Detailed Description
The invention will be further described with reference to specific examples and figures, which are only intended to illustrate the invention and do not limit the scope of the invention in any way. It will be understood by those skilled in the art that various changes and substitutions of details and forms of the technical solution of the present invention may be made without departing from the spirit and scope of the present invention, but these changes and substitutions fall within the scope of the present invention.
Example 1
1. Construction of a Standard substance
By analyzing biological information of BVDV, BCoV, BRV and BPV genomes, the invention determines that BVDV5' -UTR genes, BCoVNSP10 genes, BRVVP6 genes and BPVVP2 genes are target genes to establish a detection method. F1/R1 primer pairs (see Table 1) for amplifying the target genes of viruses are designed, the target genes are amplified and connected into a pMD19-T vector, and the constructed plasmids are named pMD-BVDV-5' UTR, pMD-BCoV-Nsp10, pMD-BRV-VP6 and pMD-BPV-VP2 respectively as standard quality control of a detection method.
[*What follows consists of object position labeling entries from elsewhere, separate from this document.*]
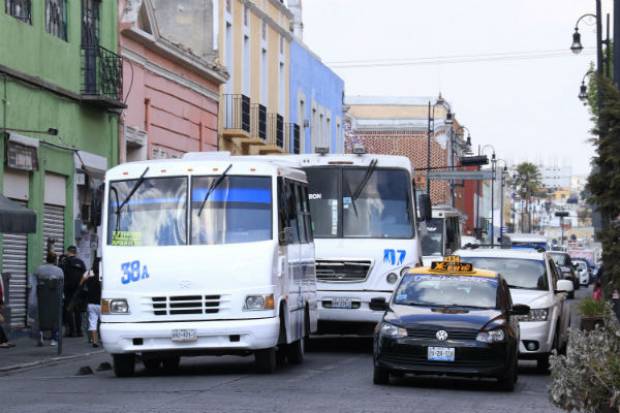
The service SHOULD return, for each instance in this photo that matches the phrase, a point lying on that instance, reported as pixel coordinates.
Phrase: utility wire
(498, 57)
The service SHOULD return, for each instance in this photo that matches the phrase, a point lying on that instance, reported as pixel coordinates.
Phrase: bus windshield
(347, 202)
(238, 211)
(155, 215)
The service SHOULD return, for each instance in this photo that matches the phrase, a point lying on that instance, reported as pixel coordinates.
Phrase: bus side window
(291, 208)
(307, 216)
(301, 222)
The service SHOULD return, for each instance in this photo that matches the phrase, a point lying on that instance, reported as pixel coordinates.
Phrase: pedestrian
(73, 268)
(49, 271)
(92, 284)
(597, 292)
(4, 341)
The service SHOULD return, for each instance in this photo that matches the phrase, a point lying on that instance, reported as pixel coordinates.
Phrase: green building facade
(60, 102)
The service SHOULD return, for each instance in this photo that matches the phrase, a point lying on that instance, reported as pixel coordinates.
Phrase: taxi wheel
(265, 360)
(124, 364)
(380, 375)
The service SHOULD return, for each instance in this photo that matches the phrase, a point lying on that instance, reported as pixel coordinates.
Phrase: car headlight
(392, 331)
(114, 306)
(259, 302)
(492, 336)
(536, 314)
(391, 278)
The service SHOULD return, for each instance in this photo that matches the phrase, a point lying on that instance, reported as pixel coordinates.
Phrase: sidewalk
(25, 353)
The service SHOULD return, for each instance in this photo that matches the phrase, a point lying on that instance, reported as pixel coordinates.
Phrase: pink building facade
(172, 79)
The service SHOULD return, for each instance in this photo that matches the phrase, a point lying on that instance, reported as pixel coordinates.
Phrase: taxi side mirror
(520, 309)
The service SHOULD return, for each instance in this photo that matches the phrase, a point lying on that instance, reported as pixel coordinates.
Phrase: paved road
(336, 377)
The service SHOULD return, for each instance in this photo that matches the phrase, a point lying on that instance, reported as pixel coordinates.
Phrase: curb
(44, 362)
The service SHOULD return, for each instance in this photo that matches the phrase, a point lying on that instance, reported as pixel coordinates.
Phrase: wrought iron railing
(237, 112)
(102, 73)
(294, 138)
(259, 121)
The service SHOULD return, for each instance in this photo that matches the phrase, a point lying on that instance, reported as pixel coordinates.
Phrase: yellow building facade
(254, 40)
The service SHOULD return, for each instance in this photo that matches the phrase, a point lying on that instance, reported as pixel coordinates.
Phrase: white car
(535, 281)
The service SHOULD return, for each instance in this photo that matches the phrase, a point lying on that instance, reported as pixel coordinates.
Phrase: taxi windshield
(431, 290)
(518, 273)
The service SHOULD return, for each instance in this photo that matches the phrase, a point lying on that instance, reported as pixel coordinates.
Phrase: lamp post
(430, 130)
TABLE 1 primer sequences for amplifying target genes
Figure BDA0003910104920000051
Figure BDA0003910104920000061
By BLAST alignment, the specific primer pair F2/R2 of the detection method was designed for highly conserved regions of the target gene (Table 2). The real-time fluorescence PCR method for detecting BVDV, BCoV, BRV and BPV is established by using the primer pair F2/R2 by using pMD-BVDV-5' UTR, pMD-BCoV-NSp10, pMD-BRV-VP6 and pMD-BPV-VP2 as templates respectively.
TABLE 2 specific primer sequences for the establishment of the detection methods
Figure BDA0003910104920000062
2. Establishment of single SYBRGreen real-time fluorescence PCR detection method
The single SYBR Green real-time fluorescence PCR method for detecting BVDV (figure 1), BCoV (figure 2), BRV (figure 3) and BPV (figure 4) is established by using standard plasmids pMD-BVDV-5' UTR, pMD-BCoV-Nsp10, pMD-BRV-VP6 and pMD-BPV-VP2 as templates and simultaneously DEPC water control, and using the primer pair F2/R2 for amplification. The reaction system is shown in Table 3. The reaction procedure was 95℃for 10min;95℃for 15s and 60℃for 1min.
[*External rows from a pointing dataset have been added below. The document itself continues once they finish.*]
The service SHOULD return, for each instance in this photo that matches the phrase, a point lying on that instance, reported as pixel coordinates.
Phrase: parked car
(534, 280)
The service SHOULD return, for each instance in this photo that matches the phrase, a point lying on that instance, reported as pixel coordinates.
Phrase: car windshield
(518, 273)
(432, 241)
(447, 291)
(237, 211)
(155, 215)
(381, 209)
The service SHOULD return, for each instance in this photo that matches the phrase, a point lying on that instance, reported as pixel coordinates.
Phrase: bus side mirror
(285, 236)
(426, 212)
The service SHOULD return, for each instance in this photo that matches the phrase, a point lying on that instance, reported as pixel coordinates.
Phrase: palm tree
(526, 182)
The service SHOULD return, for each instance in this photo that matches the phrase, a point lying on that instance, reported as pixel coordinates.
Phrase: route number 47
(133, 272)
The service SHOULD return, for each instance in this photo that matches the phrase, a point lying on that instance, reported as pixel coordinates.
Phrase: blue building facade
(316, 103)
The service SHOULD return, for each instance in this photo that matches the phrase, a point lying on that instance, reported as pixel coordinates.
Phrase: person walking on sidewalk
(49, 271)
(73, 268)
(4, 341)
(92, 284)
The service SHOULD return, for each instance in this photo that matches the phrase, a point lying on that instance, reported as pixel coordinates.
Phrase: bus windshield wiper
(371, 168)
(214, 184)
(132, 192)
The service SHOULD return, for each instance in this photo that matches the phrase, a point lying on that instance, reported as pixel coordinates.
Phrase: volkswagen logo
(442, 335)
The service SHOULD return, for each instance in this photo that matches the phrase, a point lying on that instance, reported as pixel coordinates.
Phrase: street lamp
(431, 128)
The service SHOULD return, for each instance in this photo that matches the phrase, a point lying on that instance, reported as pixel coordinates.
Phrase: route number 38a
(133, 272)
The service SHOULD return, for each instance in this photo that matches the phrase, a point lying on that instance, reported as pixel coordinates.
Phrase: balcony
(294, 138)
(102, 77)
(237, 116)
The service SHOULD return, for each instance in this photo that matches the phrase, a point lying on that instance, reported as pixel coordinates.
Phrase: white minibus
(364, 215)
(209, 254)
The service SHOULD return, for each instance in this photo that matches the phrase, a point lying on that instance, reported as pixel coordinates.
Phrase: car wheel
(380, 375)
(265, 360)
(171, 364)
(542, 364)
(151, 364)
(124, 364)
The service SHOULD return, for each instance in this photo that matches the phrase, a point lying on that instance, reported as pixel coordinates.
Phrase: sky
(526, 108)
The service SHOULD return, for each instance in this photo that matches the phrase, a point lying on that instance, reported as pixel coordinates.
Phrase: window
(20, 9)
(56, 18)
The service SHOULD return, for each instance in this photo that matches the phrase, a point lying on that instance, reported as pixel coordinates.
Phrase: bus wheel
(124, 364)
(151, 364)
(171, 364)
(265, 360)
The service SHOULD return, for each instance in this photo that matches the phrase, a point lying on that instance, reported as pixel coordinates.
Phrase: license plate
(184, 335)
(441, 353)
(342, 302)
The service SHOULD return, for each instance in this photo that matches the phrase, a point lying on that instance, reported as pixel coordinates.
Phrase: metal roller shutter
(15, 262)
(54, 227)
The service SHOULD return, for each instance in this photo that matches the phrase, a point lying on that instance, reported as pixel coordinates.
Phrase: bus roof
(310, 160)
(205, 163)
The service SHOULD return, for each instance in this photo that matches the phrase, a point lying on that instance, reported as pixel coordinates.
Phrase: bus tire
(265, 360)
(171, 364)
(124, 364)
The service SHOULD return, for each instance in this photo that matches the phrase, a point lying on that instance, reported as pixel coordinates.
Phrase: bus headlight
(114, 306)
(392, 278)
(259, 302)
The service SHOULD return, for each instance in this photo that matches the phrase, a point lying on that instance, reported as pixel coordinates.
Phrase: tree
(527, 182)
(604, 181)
TABLE 3 real-time fluorescence PCR method reaction system (20. Mu.L)
Figure BDA0003910104920000071
3. Drawing of a Standard Curve
At a concentration of 7.77×10 5 copies/μL~7.77×10 9 Real-time fluorescence PCR detection was performed using copies/. Mu.L of plasmid pMD-BVDV-5' UTR as a template, 3 replicates were set for each plasmid concentration, and a standard curve (FIG. 5) for quantitative BVDV detection was established, with the standard curve equation: y= -5.923x+57.703, r 2 =0.998, the linearity is good.
At a concentration of 7.11×10 4 copies/μL~7.11×10 8 Real-time PCR detection was performed using the copies/. Mu.L plasmid pMD-BCoV-NSp10 as a template, 3 replicates were set for each plasmid concentration, and a standard curve (FIG. 6) for quantitative detection of BCoV was established, with the standard curve equation: y= -4.1590+46.169, r 2 =0.999, the linearity is good.
At a concentration of 1.7X10 4 copies/μL~1.74×10 8 The plasmid pMD-BRV-VP6 of copies/. Mu.L is used as a template to carry out real-time fluorescence PCR detection, 3 repeats are set for each concentration, and quantitative detection BR is establishedV standard curve (fig. 7), standard curve equation: y= -4.118x+44.085, r 2 =0.997, the linearity is good.
At a concentration of 2.53X 10 5 copies/μL-2.53×10 9 The copies/. Mu.L plasmid pMD-BPV-VP2 is used as a template for real-time fluorescence PCR detection, 3 repeats are set for each concentration, and a standard curve (FIG. 8) for quantitatively detecting BPV is established, wherein the standard curve equation is as follows: y= -4.067x+48.6, r 2 =0.996, the linearity is good.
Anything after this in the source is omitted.